EG: You’re a brave man. Thank you for serving our country.

SB: Sure. Ok. Here’s a good one. The Humvees didn’t have a key. It was more like a bike lock almost.

So if someone hops in and trys to drive it the vehicle will only go in a circle. But I found this Humvee and the guy had left his wheel straight, so I just got in and drove it for a few miles in a straight line. Then I just got out and walked away. I never told him about it. The Kirkuk Airbase was at least 15 miles long. It was funny to watch him scratch his head and try to figure out what the hell was going on. We had to find ways to relieve the stress. This guy used to always say that if I didn’t clean out my Humvee, that he was going to send me home. So, I found a big garbage can and dumped it in. I filled the truck full of trash and then I walked up to him and I said, “Are you going to send me home or what?”

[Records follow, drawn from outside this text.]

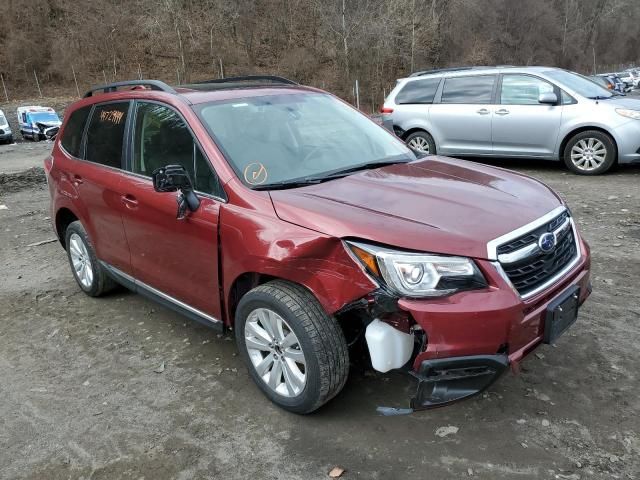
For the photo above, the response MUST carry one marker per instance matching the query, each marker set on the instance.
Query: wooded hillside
(328, 43)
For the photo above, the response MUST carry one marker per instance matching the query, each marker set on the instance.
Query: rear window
(105, 134)
(72, 137)
(475, 89)
(418, 91)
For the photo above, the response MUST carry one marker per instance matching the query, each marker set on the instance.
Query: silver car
(535, 112)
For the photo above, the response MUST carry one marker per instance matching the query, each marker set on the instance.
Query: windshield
(579, 84)
(277, 139)
(46, 117)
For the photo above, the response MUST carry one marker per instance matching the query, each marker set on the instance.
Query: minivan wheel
(87, 270)
(590, 153)
(295, 352)
(421, 142)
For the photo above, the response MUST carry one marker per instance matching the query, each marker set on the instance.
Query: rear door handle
(129, 201)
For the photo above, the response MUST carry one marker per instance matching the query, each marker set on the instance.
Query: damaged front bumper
(446, 380)
(472, 338)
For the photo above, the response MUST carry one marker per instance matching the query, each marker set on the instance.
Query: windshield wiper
(313, 180)
(364, 166)
(301, 182)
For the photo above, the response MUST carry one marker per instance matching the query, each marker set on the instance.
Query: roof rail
(113, 87)
(249, 78)
(440, 70)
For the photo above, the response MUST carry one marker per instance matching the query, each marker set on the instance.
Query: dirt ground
(80, 397)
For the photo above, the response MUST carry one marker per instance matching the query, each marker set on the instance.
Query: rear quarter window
(105, 135)
(469, 90)
(418, 91)
(71, 139)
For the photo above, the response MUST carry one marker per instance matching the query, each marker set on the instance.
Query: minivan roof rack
(113, 87)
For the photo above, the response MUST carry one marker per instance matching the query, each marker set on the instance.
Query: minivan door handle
(129, 201)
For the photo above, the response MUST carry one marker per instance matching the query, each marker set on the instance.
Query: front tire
(87, 270)
(421, 142)
(590, 153)
(295, 352)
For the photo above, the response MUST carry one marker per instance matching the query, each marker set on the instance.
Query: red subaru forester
(281, 212)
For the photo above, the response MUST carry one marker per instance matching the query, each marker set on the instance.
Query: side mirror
(174, 178)
(171, 179)
(548, 98)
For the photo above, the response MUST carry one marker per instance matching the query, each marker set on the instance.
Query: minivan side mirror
(174, 178)
(549, 98)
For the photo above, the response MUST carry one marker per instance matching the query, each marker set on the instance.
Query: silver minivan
(534, 112)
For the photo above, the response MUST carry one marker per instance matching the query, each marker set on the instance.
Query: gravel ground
(81, 396)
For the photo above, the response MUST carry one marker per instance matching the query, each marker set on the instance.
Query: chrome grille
(527, 266)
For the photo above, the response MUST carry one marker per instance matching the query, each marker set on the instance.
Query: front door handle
(129, 201)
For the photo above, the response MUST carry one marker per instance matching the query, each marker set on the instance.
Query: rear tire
(295, 352)
(87, 270)
(421, 142)
(590, 153)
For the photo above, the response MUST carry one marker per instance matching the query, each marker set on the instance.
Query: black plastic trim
(113, 87)
(447, 380)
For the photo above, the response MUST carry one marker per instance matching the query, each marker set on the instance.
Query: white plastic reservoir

EG: Thank you so much Stacey. Those were some amazing stories.

After talking with Stacey, I realized that I’m lucky to count him as a friend. His calm amongst chaos is laudable, but his fearless gaze when faced with an uncertain death is downright heroic. This man lives among you so humbly that you may not have even noticed, until now. If you see him, buy him a coffee or a beer; thank him for protecting our sleepy little railroad town, and then ask him a question. He’s sure to know the answer.